Green credits his Penn State mentors, including then-head of the family practice training program Dennis Gingrich, for helping him “learn how to communicate. … The years where we focused on communication and harm reduction and decreasing people’s anxieties served me well in the pandemic.”

Green says he’s still stopped by people who want to thank him for those whiteboard briefings. He also believes his direct and analytical style won him points with those on the other side of the aisle. “It’s the opportunity I have, to communicate with people,” he says. “I’m doing that same thing on poverty, on homelessness, on gun violence, on economic questions—using a whiteboard, using basic communication skills so that everybody feels engaged.” He believes Hawaii’s diversity and aloha spirit help move conversations along: “I don’t know if it’s unique to Hawaii, but if everybody did a little more of that, I think there would be less animosity toward politicians.”

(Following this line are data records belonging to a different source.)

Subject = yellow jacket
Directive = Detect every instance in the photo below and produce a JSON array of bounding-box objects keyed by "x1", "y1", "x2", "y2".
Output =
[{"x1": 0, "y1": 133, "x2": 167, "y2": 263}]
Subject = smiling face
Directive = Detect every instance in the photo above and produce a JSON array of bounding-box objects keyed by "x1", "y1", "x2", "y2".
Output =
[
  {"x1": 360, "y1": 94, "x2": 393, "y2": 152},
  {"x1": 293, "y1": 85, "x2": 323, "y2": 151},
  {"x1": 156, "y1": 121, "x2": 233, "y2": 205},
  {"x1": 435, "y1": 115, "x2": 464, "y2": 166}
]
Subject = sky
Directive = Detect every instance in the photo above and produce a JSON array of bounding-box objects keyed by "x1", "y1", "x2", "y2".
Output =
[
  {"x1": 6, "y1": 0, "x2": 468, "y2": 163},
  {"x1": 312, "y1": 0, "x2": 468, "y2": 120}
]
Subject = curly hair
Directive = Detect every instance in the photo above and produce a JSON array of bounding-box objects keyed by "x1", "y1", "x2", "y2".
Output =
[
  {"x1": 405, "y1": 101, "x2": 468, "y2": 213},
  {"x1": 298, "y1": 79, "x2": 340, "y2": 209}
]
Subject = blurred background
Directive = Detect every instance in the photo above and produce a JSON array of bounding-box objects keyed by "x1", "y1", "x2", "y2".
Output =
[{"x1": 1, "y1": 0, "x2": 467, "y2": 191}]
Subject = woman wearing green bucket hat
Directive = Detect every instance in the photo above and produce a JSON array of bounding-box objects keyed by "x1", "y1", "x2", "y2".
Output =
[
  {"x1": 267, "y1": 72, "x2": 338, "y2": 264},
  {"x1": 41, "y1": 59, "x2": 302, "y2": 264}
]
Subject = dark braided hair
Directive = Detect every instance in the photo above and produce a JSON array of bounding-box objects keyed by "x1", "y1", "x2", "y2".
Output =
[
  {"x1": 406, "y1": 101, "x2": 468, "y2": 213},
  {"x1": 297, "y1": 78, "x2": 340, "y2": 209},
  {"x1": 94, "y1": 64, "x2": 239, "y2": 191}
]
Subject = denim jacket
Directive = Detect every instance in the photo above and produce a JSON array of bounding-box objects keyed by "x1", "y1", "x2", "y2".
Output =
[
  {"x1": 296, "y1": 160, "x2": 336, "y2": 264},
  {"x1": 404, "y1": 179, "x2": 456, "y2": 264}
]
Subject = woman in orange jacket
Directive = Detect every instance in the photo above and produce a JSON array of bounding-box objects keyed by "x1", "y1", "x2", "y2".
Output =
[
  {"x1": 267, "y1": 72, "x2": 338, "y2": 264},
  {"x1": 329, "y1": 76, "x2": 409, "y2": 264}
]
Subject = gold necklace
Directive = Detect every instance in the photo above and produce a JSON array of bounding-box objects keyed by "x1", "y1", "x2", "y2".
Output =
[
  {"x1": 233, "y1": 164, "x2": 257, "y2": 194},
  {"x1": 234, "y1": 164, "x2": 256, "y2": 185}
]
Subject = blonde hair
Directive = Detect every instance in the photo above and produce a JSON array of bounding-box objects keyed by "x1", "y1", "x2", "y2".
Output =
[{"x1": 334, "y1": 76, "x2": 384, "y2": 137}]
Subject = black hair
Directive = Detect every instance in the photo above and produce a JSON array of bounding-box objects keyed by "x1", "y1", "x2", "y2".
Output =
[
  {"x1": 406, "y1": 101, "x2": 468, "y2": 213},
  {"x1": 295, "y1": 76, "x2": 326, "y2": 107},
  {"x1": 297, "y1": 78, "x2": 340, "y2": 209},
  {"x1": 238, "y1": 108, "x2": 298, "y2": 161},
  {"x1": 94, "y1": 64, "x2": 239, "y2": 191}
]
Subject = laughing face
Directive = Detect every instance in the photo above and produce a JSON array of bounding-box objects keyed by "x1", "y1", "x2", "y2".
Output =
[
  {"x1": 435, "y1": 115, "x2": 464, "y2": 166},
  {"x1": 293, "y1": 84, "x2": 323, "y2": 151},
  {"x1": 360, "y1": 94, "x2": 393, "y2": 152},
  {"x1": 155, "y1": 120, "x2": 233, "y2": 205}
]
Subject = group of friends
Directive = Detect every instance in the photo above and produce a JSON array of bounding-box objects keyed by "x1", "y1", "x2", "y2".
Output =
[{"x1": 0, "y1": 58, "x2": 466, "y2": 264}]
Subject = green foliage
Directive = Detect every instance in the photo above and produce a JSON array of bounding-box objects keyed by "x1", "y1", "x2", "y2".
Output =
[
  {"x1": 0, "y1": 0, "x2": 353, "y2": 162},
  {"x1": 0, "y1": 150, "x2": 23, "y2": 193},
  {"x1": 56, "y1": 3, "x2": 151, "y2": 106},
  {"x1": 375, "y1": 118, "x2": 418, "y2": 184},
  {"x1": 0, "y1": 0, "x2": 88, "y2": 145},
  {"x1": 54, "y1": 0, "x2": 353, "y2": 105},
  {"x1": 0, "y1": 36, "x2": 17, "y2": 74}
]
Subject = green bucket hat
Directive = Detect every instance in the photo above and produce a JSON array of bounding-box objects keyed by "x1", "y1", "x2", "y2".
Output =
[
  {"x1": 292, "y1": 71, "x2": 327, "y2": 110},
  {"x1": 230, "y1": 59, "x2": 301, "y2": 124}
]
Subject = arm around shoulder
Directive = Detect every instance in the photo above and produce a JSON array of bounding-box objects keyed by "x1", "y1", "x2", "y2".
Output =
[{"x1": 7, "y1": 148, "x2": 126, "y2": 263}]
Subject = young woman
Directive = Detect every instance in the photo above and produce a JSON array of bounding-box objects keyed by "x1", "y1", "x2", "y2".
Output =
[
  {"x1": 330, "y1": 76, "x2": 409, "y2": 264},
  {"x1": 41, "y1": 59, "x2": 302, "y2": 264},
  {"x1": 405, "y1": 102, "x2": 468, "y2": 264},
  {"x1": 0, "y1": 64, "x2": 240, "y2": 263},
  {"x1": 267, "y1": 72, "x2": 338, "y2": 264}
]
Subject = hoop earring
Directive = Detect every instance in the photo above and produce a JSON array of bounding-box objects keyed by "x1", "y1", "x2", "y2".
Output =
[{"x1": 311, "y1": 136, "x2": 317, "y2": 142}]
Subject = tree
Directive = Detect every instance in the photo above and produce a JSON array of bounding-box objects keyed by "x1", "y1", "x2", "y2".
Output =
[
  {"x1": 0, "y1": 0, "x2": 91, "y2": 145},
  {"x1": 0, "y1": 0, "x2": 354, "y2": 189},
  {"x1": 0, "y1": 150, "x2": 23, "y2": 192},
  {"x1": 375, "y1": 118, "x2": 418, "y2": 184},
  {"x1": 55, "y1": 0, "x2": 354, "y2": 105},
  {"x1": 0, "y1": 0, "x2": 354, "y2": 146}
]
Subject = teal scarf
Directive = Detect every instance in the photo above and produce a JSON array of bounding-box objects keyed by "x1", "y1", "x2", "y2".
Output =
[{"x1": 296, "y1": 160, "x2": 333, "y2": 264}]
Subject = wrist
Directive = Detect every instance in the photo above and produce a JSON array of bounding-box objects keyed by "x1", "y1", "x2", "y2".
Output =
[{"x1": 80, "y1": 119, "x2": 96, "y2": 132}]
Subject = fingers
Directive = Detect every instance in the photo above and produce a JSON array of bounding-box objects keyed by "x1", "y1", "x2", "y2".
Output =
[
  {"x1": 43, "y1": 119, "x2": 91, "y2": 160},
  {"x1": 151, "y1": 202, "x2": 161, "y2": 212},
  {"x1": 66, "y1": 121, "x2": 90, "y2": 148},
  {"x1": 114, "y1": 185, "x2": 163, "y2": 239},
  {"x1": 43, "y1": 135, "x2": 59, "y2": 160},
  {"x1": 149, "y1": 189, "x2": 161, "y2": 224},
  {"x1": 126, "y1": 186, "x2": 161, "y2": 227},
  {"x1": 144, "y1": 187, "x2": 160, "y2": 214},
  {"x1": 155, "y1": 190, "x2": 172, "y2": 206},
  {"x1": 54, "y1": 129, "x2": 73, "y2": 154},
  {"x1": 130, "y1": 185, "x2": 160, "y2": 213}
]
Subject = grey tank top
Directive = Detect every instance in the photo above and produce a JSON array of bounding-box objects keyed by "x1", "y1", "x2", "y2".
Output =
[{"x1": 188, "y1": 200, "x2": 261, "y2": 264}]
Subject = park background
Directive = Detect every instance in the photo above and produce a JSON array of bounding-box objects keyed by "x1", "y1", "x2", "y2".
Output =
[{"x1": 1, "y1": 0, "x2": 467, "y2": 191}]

As governor, and with the pandemic having receded as a public health emergency, Green has sought to expand his focus. On tourism and environmental management, he’s pushed for a so-called “green fee” that would charge tourists for visiting Hawaii’s most popular outdoor landmarks and beaches. The proposal didn’t make it through the last legislative session, but he intends to reintroduce it next year. He also saw mixed success on his economic proposals, securing a tax break for working families while failing to get support for broader tax relief to ease Hawaii’s cost of living.

Back at his office the day after responding to that highway accident, Green was energized discussing how the kauhale project embodies old Hawaiian notions of caring for one another. He paused for a moment and smiled. “The most extraordinary thing that happened yesterday was not the accident,” he said. Rather, it was a phone call Green got on his cell—a number he gives out “a lot”—from an unhoused man who said he’d had nine strokes and was regularly going to the hospital. He wanted to know if he could move into one of Green’s tiny houses set up adjacent to the governor’s residence.

“He’s one of those people that’s not only struggling and suffering on the street, but probably consumes a half a million dollars or more a year in health care,” Green says. “The moment he’s sheltered, the cost will drop to nothing. He will need far fewer medical interventions.”

After the call, Green recalled meeting the man years ago when he was running in a park and the man’s dog tried to bite him. Green says he’d given the man his phone number and encouraged him to reach out when he was ready to get off the streets. “I get a lot of interesting calls,” he said, “but that was something else.”

 

Mary Vorsino is the digital managing editor at Hawaii News Now. She lives in Honolulu.